Suddenly, the demand for teens is much greater. And the pay available to them — $15 or $16 an hour for entry-level work — puts some back in the job market. Adolescent employment has already exceeded pre-pandemic levels even though the overall labor market has not yet.
With desperate employers raising hourly wages, many teens can get better-paying jobs than usual seasonal slots at summer camps, RV parks and resorts, said Julia Pollack, an economist at ZipRecruiter.
“We have a huge gap in the market now,” she said. “There are no takers for jobs normally given to teenagers for pocket money.”
It has become a serious inconvenience for Melissa Mrojic, who owns Nomad Wax Co. , which manufactures soy candles and scented products in Omaha, Nebraska. Mroczek was struggling for a job as a paid marketing intern. A few candidates showed interest. Two made it to the hiring stage—and then disappeared, even though Mroczek offers a higher than minimum wage wage, plus school credits and a flexible schedule.
Mroczek has never had difficulty recruiting in her four years at Nomad Candle, and 15 years prior to that as a hiring manager for a national financial services firm.
“We still haven’t filled it in, and at this point we might not,” she said. “So we might look for a high school student or try to move this to the fall semester instead and work directly with a professor to provide course credit.”
For teens who want to work and have select jobs, economists and other analysts welcome the wealth reversal. Drexel researchers say summer jobs give young people experience and increase the likelihood of them working later in life — good news for the American workforce losing the large baby-boomer generation into retirement. Entry-level jobs also give teens the opportunity to learn how to handle money and mingle with colleagues and clients from diverse economic and cultural backgrounds.

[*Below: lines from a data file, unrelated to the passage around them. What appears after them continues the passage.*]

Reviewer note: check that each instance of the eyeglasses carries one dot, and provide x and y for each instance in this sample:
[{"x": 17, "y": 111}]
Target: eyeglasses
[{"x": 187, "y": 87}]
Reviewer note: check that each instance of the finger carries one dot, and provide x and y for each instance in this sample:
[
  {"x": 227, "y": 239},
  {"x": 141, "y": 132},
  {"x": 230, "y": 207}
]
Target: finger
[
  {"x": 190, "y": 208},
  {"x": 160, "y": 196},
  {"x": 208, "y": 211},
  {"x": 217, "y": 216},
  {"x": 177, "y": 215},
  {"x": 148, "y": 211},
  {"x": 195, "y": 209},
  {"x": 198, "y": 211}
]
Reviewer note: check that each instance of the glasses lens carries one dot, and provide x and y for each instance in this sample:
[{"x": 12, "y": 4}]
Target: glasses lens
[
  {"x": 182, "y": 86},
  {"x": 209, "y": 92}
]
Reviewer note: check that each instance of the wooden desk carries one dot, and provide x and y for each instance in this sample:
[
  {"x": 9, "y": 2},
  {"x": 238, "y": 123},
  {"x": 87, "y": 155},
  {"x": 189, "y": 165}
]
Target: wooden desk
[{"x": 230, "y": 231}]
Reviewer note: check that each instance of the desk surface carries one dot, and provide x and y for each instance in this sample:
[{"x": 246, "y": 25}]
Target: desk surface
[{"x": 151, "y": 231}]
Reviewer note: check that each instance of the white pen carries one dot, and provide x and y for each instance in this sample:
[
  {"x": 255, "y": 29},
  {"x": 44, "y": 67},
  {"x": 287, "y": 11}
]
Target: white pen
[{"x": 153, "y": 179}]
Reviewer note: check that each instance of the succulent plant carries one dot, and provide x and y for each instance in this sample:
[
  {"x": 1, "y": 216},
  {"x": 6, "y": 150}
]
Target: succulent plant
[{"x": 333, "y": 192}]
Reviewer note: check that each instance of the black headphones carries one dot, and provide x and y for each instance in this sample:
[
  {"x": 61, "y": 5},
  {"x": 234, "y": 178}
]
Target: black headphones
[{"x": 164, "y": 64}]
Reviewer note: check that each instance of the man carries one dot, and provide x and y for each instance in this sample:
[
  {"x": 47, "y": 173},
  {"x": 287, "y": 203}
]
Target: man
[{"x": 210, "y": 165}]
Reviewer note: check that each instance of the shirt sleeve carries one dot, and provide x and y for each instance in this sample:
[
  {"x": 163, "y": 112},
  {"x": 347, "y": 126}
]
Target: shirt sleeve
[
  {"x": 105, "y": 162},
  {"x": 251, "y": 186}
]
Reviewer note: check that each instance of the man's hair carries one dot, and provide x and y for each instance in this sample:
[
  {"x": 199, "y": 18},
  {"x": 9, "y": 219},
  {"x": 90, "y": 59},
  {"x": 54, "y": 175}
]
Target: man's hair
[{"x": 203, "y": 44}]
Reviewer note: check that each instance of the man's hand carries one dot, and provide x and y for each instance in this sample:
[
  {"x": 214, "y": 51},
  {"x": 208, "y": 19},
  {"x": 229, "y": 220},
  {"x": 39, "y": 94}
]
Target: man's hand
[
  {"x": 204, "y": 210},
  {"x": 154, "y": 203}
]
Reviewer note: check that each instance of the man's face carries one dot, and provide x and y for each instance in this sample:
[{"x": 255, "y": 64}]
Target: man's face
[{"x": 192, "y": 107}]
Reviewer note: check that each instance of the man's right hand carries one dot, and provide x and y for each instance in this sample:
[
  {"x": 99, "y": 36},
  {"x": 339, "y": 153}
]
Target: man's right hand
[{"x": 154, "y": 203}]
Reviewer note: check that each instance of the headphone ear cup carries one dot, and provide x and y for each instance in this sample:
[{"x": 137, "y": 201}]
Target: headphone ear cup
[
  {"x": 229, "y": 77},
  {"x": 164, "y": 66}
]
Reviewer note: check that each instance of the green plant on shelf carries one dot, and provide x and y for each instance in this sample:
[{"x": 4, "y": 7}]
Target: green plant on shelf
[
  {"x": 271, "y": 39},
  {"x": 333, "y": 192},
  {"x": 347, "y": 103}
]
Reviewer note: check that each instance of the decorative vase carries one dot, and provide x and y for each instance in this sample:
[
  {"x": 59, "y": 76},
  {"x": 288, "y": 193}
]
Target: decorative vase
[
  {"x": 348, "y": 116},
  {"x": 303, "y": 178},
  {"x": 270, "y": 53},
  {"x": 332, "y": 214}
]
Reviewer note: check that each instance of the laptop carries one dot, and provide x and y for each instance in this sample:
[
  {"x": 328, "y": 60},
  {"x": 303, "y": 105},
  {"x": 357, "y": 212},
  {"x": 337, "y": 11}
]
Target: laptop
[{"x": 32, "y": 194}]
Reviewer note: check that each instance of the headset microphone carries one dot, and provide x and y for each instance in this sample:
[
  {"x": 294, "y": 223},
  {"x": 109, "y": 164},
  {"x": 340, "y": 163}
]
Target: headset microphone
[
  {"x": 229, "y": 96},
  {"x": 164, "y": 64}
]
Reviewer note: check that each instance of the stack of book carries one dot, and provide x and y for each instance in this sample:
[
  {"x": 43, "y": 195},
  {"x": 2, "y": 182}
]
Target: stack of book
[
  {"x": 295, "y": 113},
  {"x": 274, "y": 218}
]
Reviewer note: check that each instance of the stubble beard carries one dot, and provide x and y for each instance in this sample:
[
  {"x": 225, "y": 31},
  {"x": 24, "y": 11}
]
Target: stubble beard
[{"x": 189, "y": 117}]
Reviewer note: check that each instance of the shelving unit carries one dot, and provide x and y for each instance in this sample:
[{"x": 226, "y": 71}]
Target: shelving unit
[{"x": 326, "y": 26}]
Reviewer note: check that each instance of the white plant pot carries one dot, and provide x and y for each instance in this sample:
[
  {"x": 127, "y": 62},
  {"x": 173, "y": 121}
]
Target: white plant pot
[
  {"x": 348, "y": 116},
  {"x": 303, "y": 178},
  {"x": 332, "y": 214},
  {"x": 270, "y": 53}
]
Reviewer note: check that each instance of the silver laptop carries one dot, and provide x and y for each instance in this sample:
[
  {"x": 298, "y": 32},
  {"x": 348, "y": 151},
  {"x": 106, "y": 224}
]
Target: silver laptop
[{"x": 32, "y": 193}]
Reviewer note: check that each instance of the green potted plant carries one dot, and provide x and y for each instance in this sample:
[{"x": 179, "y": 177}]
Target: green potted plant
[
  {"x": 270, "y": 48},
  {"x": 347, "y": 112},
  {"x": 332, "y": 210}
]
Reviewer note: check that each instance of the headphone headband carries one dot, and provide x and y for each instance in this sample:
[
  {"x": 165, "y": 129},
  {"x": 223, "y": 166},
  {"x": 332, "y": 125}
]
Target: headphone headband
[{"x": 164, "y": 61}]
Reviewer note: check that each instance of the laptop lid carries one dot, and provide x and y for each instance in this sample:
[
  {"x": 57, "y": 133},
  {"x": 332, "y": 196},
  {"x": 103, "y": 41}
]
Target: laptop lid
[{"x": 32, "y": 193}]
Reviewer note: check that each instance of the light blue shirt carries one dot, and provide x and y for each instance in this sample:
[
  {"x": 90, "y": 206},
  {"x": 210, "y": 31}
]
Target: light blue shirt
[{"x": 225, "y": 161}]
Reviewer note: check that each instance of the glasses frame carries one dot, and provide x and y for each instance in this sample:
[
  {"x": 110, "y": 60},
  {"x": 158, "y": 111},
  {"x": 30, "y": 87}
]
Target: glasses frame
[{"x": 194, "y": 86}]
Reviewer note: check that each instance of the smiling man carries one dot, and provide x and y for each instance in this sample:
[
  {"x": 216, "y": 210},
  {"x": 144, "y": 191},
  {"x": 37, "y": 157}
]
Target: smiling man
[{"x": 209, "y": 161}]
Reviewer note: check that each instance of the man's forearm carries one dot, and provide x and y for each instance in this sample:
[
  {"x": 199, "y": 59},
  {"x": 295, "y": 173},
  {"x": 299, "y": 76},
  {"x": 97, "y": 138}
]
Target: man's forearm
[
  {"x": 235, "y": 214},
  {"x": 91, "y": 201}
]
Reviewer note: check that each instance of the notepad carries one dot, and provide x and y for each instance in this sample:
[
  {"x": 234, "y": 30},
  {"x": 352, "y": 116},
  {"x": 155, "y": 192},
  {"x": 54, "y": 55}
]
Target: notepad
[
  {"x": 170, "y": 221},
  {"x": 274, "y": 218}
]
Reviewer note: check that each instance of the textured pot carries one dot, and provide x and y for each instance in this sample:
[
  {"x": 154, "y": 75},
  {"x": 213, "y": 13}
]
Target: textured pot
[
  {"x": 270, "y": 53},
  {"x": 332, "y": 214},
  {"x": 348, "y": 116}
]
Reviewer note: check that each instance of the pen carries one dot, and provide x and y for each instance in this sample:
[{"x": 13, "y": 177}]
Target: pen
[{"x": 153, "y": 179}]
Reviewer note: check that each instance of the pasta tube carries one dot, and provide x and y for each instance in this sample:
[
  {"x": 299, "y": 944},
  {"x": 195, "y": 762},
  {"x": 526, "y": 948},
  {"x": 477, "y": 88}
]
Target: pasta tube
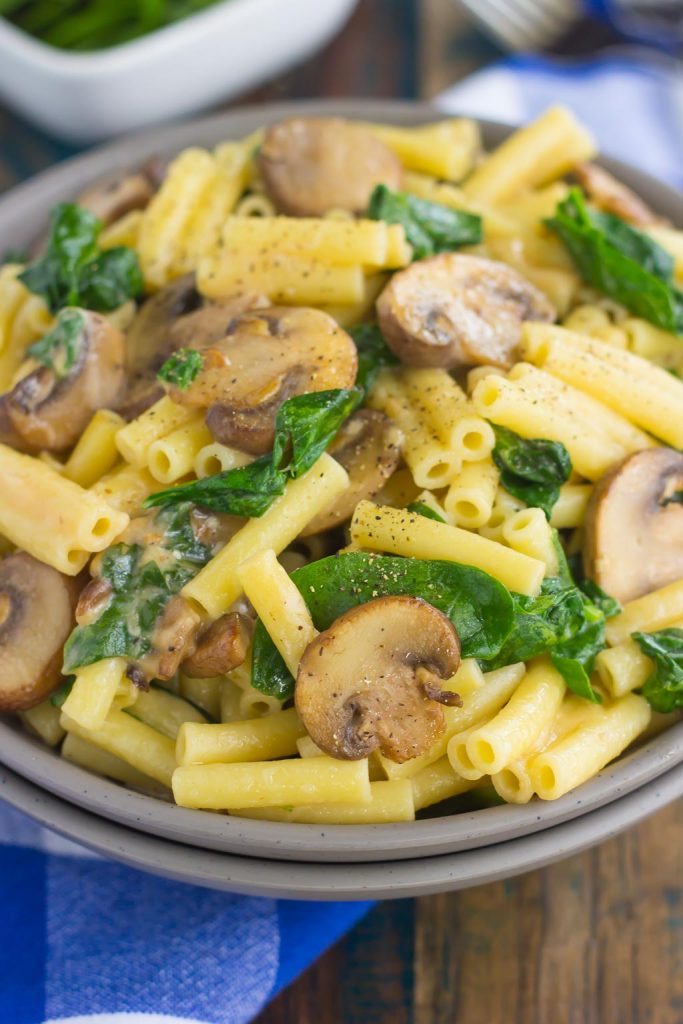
[
  {"x": 267, "y": 783},
  {"x": 397, "y": 531},
  {"x": 217, "y": 586},
  {"x": 258, "y": 739},
  {"x": 588, "y": 749},
  {"x": 51, "y": 517},
  {"x": 388, "y": 802}
]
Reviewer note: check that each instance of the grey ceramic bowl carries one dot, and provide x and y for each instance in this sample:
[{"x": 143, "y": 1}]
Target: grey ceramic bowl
[
  {"x": 23, "y": 214},
  {"x": 285, "y": 880}
]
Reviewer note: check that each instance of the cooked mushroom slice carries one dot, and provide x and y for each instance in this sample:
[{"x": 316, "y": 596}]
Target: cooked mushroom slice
[
  {"x": 456, "y": 310},
  {"x": 174, "y": 317},
  {"x": 118, "y": 195},
  {"x": 221, "y": 648},
  {"x": 36, "y": 617},
  {"x": 613, "y": 197},
  {"x": 634, "y": 525},
  {"x": 50, "y": 408},
  {"x": 373, "y": 680},
  {"x": 310, "y": 165},
  {"x": 369, "y": 448},
  {"x": 266, "y": 357}
]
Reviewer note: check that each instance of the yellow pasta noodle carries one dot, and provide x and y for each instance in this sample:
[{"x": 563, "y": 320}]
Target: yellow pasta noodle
[
  {"x": 267, "y": 783},
  {"x": 398, "y": 531},
  {"x": 95, "y": 452},
  {"x": 216, "y": 586},
  {"x": 654, "y": 611},
  {"x": 388, "y": 802},
  {"x": 216, "y": 458},
  {"x": 136, "y": 743},
  {"x": 650, "y": 397},
  {"x": 159, "y": 421},
  {"x": 516, "y": 406},
  {"x": 24, "y": 318},
  {"x": 50, "y": 517},
  {"x": 529, "y": 532},
  {"x": 173, "y": 456},
  {"x": 544, "y": 150},
  {"x": 259, "y": 739},
  {"x": 587, "y": 750},
  {"x": 469, "y": 501},
  {"x": 446, "y": 148},
  {"x": 279, "y": 605}
]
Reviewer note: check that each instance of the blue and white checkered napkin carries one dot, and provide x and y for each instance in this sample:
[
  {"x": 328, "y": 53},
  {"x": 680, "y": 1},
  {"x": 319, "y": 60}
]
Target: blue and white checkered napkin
[
  {"x": 633, "y": 105},
  {"x": 84, "y": 939}
]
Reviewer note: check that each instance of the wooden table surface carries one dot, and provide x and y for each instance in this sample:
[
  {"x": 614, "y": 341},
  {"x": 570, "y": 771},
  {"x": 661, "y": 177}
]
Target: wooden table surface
[{"x": 596, "y": 939}]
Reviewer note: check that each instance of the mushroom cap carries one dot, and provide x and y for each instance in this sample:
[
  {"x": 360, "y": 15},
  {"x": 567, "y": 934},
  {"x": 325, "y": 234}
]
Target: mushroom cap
[
  {"x": 310, "y": 165},
  {"x": 372, "y": 680},
  {"x": 265, "y": 357},
  {"x": 44, "y": 412},
  {"x": 369, "y": 448},
  {"x": 175, "y": 316},
  {"x": 634, "y": 537},
  {"x": 36, "y": 617},
  {"x": 456, "y": 310}
]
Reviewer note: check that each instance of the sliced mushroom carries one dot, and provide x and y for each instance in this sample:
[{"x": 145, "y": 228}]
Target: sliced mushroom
[
  {"x": 174, "y": 317},
  {"x": 48, "y": 410},
  {"x": 613, "y": 197},
  {"x": 118, "y": 195},
  {"x": 266, "y": 357},
  {"x": 369, "y": 448},
  {"x": 634, "y": 525},
  {"x": 455, "y": 310},
  {"x": 221, "y": 648},
  {"x": 36, "y": 617},
  {"x": 373, "y": 680},
  {"x": 310, "y": 165}
]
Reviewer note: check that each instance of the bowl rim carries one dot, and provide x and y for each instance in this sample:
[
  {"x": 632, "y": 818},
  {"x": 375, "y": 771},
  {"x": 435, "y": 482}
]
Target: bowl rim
[
  {"x": 22, "y": 214},
  {"x": 279, "y": 880}
]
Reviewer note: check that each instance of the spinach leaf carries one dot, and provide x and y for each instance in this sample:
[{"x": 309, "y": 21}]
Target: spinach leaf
[
  {"x": 304, "y": 427},
  {"x": 620, "y": 261},
  {"x": 140, "y": 589},
  {"x": 608, "y": 605},
  {"x": 307, "y": 424},
  {"x": 373, "y": 353},
  {"x": 531, "y": 470},
  {"x": 181, "y": 368},
  {"x": 478, "y": 605},
  {"x": 420, "y": 508},
  {"x": 75, "y": 272},
  {"x": 429, "y": 227},
  {"x": 59, "y": 348},
  {"x": 560, "y": 621},
  {"x": 664, "y": 689}
]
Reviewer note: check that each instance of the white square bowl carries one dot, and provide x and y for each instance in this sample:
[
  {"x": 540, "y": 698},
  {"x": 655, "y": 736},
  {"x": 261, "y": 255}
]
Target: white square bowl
[{"x": 170, "y": 73}]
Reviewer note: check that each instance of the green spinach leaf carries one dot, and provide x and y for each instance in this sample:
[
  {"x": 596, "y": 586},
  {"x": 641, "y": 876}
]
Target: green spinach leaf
[
  {"x": 373, "y": 353},
  {"x": 181, "y": 368},
  {"x": 531, "y": 470},
  {"x": 620, "y": 261},
  {"x": 59, "y": 349},
  {"x": 478, "y": 605},
  {"x": 304, "y": 427},
  {"x": 664, "y": 689},
  {"x": 429, "y": 227},
  {"x": 74, "y": 271}
]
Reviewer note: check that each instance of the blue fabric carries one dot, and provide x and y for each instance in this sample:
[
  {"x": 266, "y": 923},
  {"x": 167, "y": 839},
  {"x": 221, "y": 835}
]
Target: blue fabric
[
  {"x": 86, "y": 938},
  {"x": 634, "y": 107}
]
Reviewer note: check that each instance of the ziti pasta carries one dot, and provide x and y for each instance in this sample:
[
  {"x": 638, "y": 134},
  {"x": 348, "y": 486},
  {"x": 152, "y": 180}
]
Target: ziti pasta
[{"x": 340, "y": 473}]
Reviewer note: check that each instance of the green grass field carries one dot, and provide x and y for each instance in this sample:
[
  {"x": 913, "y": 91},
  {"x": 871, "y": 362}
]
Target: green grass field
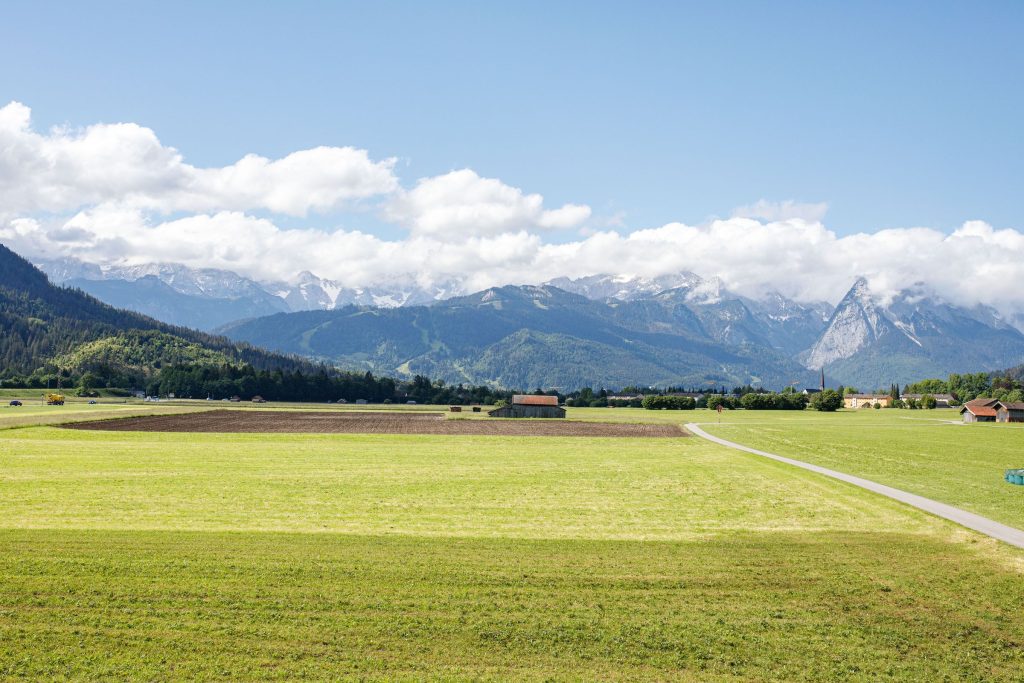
[
  {"x": 916, "y": 451},
  {"x": 242, "y": 557}
]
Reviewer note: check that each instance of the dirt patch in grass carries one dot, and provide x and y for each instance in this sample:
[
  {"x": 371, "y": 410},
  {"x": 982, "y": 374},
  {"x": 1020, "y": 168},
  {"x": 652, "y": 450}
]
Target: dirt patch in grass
[{"x": 371, "y": 423}]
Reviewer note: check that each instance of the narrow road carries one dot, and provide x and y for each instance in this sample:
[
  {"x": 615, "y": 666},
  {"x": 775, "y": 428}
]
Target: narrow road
[{"x": 990, "y": 527}]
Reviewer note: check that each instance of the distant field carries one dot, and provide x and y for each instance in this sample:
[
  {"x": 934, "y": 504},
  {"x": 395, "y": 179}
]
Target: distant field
[
  {"x": 916, "y": 451},
  {"x": 373, "y": 422},
  {"x": 133, "y": 555}
]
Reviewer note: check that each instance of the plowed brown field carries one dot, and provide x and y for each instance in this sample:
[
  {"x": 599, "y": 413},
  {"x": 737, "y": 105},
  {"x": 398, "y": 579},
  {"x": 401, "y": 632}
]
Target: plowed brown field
[{"x": 370, "y": 423}]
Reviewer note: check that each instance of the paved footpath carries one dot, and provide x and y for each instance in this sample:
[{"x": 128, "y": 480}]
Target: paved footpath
[{"x": 990, "y": 527}]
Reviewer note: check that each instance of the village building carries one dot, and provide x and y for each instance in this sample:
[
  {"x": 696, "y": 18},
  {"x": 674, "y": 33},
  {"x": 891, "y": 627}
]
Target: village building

Lauren Gonzalez, who runs two inns with her sister—The Local in New York and Lolo Pass in Portland, Oregon—is looking for a barista, bartender, event manager, and sales manager. She recently raised the salaries of housekeepers and receptionists, jobs that she had previously struggled to fill.
Of course I throw my hands in the air sometimes and say: Where is everyone? “
Anderson reported from New York. Author Christopher Rogaber, an economics writer for the Associated Press in Washington, and Patrick Whittle in Portland, Maine, contributed to this report.